海外の保険会社により公表された2023年次財務報告から得られる所見 ~IFRS第17号及びIFRS第9号の適用~

海外の保険会社により公表された2023年次財務報告から得られる所見 ~IFRS第17号及びIFRS第9号の適用~


日本の保険会社によるIFRS適用の検討、IFRS適用域内の保険子会社の財務分析、IFRS適用地域への投資判断の際、保険業界で先行する開示事例の分析は有用となるでしょう。


要点

  • EYはグローバルに活動する保険会社45社の連結財務諸表(2023年12月31日時点)におけるIFRS第17号及びIFRS第9号に関する各社の開示を分析し、独自に財務指標を定義・計算した上で比較した。
  • 加えて、主要なメソドロジーの選択(例えば、保険契約負債の測定に用いる割引率の決定方法)やKPIに関する分析も実施している。

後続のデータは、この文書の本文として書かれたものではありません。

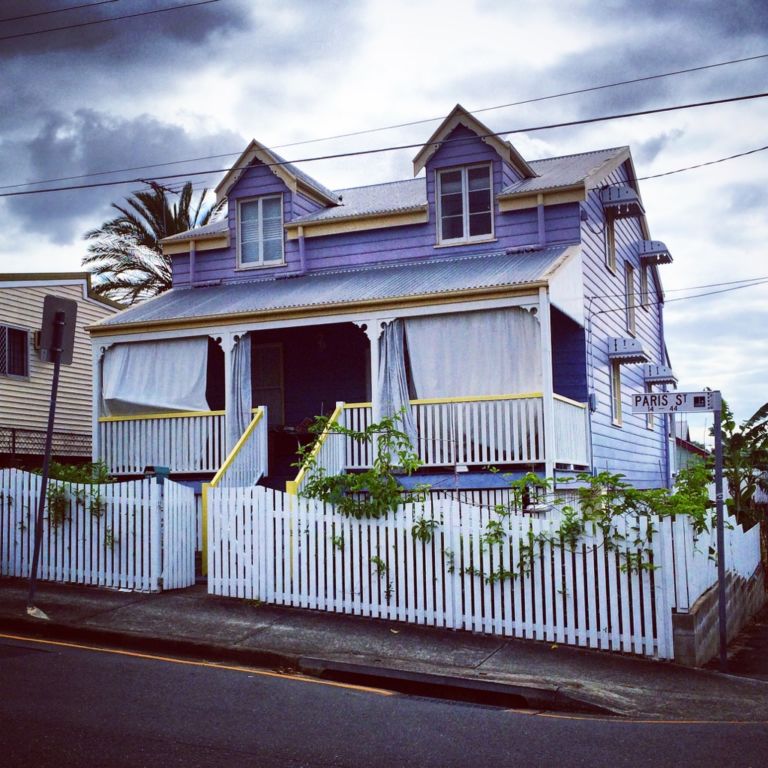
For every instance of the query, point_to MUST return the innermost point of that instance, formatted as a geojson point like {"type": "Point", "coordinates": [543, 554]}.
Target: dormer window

欧州を中心に多くの保険会社が2023年1月1日からIFRS第17号及びIFRS第9号の適用を開始しています。

EYはグローバルに活動する保険会社45社の年次財務諸表におけるIFRS第17号及びIFRS第9号の適用の影響について分析しました。レポート“ Reporting under IFRS 17 and IFRS 9 Observations from “Year-End” 2023 financial statements published by insurers(PDF、英語版のみ)”では、その分析結果について、詳しく考察しています。
 

同レポートでは、

  • 2023年12月31日時点の保険サービス損益に占める非金融リスクに係るリスク調整のリリース金額の割合
  • 2023年12月31日時点の(一般モデル及び変動手数料アプローチが適用される)残存カバーに係る負債について、将来キャッシュ・フローの現在価値に対する、非金融リスクに係るリスク調整の割合
  • 2023年度中の新契約のCSMと、当該新契約のキャッシュ・インフロー(予想保険料)の現在価値の比較(新契約の収益性)
  • (純損益へのリリース前の)2023年度末のCSM残高に対する、CSMの純損益へのリリース額の割合
  • 2023年12月31日時点のCSM残高合計に対する、移行時に修正遡及アプローチが適用された契約グループ、公正価値アプローチが適用された契約グループ、その他の契約グループごとのCSMが占める割合
  • CSMが純損益に認識される将来期間
  • 発行した元受保険契約グループのCSMに対する、再保険契約のCSMの割合
  • KPI(コンバインド・レシオ、ROE、営業損益〈operating profit〉や税引前純損益〈net profit before tax〉)の期間比較やIFRS第17号適用による影響
  • 保険契約負債の測定に用いる割引率(非流動性プレミアムを含む)や非金融リスクに係るリスク調整の決定方法、カバー単位の決定方法及び保険金融収益費用に係るOCIオプションの適用有無など

などが分析されています。

日本の保険会社によるIFRS適用事例はまだ少ないですが、今後、自社におけるIFRSへの移行の検討、IFRS適用域内の保険子会社のIFRSに基づく財務数値の分析、及び同地域への新規投資の検討等に際して、先行する事例の分析は参考となるものでしょう。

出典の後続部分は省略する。